Cada uno de nosotros responde de una manera diferente ante las personas que consideramos admirables. En ocasiones, nos sirven de ejemplo y nos motivan a seguir sus pasos o a tratar de ser como ellas. A veces, despiertan nuestra envidia y comentarios negativos y otras más, nos provocan la búsqueda de toda una serie de justificaciones, que nos eviten “quedar mal” ante nosotros mismos y/o ante los demás, porque no podemos evitar la comparación entre ellas y nosotros.

Quizás hoy, es un buen momento para reflexionar sobre este tema y darnos cuenta de que nosotros también tenemos muchas cosas que son o pueden ser admirables y que el tiempo que, en ocasiones, malgastamos admirando lo que tal vez no vale la pena y/o criticando o envidiando a otras personas, podemos y debemos utilizarlo, para mejorar y crecer a nivel personal.
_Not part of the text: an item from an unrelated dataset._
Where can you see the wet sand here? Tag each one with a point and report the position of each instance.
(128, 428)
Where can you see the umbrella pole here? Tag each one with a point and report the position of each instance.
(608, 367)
Con frecuencia, la imagen que tenemos formada sobre nosotros mismos, puede ser muy poco objetiva y bastante equivocada, ya que se formó a partir de los comentarios, conductas y respuestas emocionales de personas que expresaban su propia subjetividad, valores personales y estados de ánimo. Pero nunca es tarde para voltear a vernos y a conocernos y para aprender a dar lo mejor de nosotros.

Hoy te invito a empezar a hacerlo. Sin embargo, es importante que estés consciente de que es un proceso en el que se avanza paso a paso y en el que tenemos que vernos y tratarnos con cariño y respeto, para lograr disfrutar de aquello que podemos descubrir y desarrollar.